Eating fish has many health benefits. A new study from Brigham and Women's Hospital has discovered one more. Women who had two or more servings of fish a week were found to have a 20 percent decreased risk of hearing loss.
Researchers used data from Nurses’ Health Study II, which tracked the behaviors of nurses over several years. In the study, 65,215 women were followed from 1991 to 2009. Of these women, more than 11,600 developed hearing loss.
The nurses were between the ages of 27 and 42 when they were first surveyed about what they ate and drank. They were asked if they had any hearing trouble and if so, what age did they notice it occurred.
Women who consumed two or more servings of fish per week had a 20 percent lower risk of hearing loss as compared to women who rarely ate fish.
According to Dr. Sharon Curhan, a researcher at Brigham and Women's Hospital in Boston, and co-author of the study, the researchers thought that certain types of fish would be more protective than others but that was not found to be true.
"Eating any type of fish — whether it's tuna, dark fish [like salmon] or light fish was a associated with a lower risk," said Curhan as reported by NPR.com.

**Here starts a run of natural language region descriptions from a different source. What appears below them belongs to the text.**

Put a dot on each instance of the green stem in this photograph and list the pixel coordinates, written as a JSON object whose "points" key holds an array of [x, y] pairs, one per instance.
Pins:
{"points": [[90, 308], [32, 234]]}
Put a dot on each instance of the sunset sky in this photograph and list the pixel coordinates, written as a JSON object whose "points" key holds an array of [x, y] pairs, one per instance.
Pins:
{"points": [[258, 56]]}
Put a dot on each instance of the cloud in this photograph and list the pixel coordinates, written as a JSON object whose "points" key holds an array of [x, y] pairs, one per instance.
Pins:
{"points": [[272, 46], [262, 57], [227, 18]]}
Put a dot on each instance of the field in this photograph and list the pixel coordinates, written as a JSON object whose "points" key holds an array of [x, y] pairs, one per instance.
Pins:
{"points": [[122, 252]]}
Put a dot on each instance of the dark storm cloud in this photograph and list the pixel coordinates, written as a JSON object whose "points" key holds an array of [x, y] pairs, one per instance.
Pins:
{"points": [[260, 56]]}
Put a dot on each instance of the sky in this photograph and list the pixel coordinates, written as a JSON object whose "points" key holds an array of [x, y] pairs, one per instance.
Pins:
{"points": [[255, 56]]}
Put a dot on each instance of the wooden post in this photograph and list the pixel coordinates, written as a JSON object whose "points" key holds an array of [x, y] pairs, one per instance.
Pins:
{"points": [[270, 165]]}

"Higher fish consumption may help maintain adequate cochlear blood flow. This could help protect against hearing damage," Curhan went on to say.
This study has provided evidence that higher intake of fish and long-chain omega-3 polyunsaturated fatty acids (PUFA) may be linked with lower risk of developing hearing loss.

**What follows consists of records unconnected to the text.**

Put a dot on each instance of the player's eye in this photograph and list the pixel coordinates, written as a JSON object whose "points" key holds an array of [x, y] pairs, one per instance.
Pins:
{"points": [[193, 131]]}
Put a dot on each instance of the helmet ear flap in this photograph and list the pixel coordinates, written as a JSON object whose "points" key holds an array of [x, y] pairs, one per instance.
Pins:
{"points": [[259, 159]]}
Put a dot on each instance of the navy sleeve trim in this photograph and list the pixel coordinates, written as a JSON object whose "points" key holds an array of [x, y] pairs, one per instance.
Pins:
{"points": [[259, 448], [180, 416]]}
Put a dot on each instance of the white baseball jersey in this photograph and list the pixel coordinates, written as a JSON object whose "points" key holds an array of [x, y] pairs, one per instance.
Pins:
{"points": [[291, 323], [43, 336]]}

However, the hearing loss was self-reported by the women in the study. No hearing tests were performed to support their own perception.
NPR mentioned another hearing loss study where hearing loss was measured by actual audiometry testing in about 3,000 Australian men aged 50 and over. In that study they too found that eating fish reduced the men’s risk of hearing loss.
“There was an association between consumption of ≥1 to <2 servings/wk of fish and a reduced risk of a progression of hearing loss.”